# Help me pick a name for my new bunny!



## TaylerHill (Sep 3, 2011)

Yesterday my husband bought me a rabbit! My last rabbit that I had for about 8 years died this spring. This new one is a white lionhead with black ears, black eyeliner, and a couple of black spots on his back. The petstore guy said he thinks this is a boy, but I'm going to double check when I get home tonight because they aren't always correct. So in that case I'm looking for boy and girl names just in case. The name I'm thinking of is Einstien because of his crazy white hair, but I'm not sure if I want to keep that name or not. Any ideas would be awesome!
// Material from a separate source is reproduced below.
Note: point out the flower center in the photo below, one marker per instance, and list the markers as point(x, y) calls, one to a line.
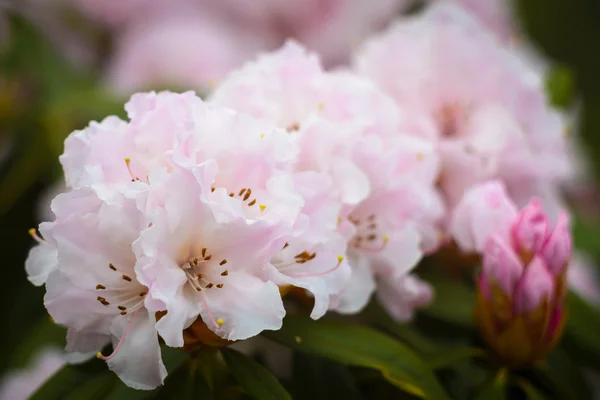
point(126, 298)
point(368, 237)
Thanks


----------



## Littlefin (Oct 18, 2014)

Einstein is pretty cute, but maybe you could name him Oreo lol


----------



## thekinetic (May 22, 2012)

Well there are lots of names but you could try to observe him awhile and maybe his actions or habits would cause his name to become apparent.


----------



## Thothgirl (Jul 12, 2013)

I would go for something form KISS with those markings. but that is my sense of humor.


----------



## starlight910 (Jul 25, 2014)

I like the name Einstein!:-D


----------



## sweetbettafish (Sep 7, 2014)

Oreo, Hoppy, Sweet Pea, Fluffy, Samantha, Maggie.


----------



## clopez1 (May 23, 2012)

Attila the Bun (boy) Babs (girl)


----------